Protocol required Darwin to step aside and allow Wallace full credit for the theory, but Darwin couldn’t bring himself to make such a noble gesture. The theory meant too much to him. A complicating factor at this time was that his son Charles, aged eighteen months, was gravely ill with scarlet fever. Despite this, Darwin found time to dash off letters to his most eminent scientific friends, and they helped him contrive a solution. It was agreed that Jose
ph Hooker and Charles Lyell would present summaries of both papers to a meeting of the Linnaean Society in London, giving Darwin and Wallace joint priority for the new theory. This they duly did on July 1, 1858. Wallace, far away in Asia, knew nothing of these machinations. Darwin didn’t attend because on that day he and his wife were burying their son.
Darwin immediately set to work expanding his sketch into a full-length book, and in November 1859 it was published as On the Origin of Species by Means of Natural Selection, or the Preservation of Favoured Races in the Struggle for Life. It was an immediate best seller.
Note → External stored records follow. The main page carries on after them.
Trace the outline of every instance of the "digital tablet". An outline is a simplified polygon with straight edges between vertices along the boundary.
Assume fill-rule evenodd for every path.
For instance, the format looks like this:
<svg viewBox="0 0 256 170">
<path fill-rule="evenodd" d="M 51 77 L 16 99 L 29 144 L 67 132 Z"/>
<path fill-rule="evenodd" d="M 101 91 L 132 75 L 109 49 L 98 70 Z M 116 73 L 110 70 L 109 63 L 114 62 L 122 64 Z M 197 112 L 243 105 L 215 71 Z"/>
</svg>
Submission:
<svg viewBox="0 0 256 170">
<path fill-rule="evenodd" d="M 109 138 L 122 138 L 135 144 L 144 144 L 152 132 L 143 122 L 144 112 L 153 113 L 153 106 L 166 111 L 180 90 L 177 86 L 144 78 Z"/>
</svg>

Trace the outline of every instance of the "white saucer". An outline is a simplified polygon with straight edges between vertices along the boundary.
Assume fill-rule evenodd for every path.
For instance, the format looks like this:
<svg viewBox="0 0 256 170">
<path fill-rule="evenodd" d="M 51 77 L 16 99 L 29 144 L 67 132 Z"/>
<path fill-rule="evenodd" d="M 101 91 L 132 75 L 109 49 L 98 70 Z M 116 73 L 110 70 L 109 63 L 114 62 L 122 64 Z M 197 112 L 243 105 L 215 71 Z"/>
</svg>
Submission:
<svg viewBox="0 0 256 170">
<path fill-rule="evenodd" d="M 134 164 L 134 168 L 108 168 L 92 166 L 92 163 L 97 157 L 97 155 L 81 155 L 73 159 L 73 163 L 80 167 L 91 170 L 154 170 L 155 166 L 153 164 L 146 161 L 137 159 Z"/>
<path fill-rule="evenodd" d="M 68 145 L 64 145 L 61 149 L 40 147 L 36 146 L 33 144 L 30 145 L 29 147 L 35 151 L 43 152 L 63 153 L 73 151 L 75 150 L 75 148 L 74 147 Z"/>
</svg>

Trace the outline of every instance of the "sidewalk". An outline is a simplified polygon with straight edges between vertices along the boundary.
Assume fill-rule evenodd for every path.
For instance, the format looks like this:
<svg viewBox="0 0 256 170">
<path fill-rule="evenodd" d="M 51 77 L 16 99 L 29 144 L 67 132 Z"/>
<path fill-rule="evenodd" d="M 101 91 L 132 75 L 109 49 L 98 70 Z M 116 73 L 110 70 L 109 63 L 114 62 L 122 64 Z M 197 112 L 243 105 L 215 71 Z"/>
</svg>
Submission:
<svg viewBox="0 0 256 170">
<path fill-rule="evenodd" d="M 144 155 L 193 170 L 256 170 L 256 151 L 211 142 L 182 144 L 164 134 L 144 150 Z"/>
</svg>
It is almost impossible now to imagine how much Darwin’s theory unsettled the intellectual world, or how desperately many people wished it not to be so. Darwin himself remarked to a friend that writing his book felt “like confessing to a murder.”
Many devout people simply couldn’t accept that the Earth was as ancient and randomly enlivened as all the new ideas indicated. One leading naturalist, Philip Henry Gosse, produced a somewhat desperate alternative theory called “prochronism” in which he suggested that God had merely made the Earth look old, to give people of inquisitive minds more interesting things to wonder over. Even fossils, Gosse insisted, had been planted in the rocks by God during his busy week of Creation.
Gradually, however, educated people came to accept that the world was not just older than biblically supposed but also much more complicated, imperfect, and confused. Naturally, all this undermined the confident basis on which clergymen like Mr. Marsham operated. In terms of their preeminence, it was the beginning of the end.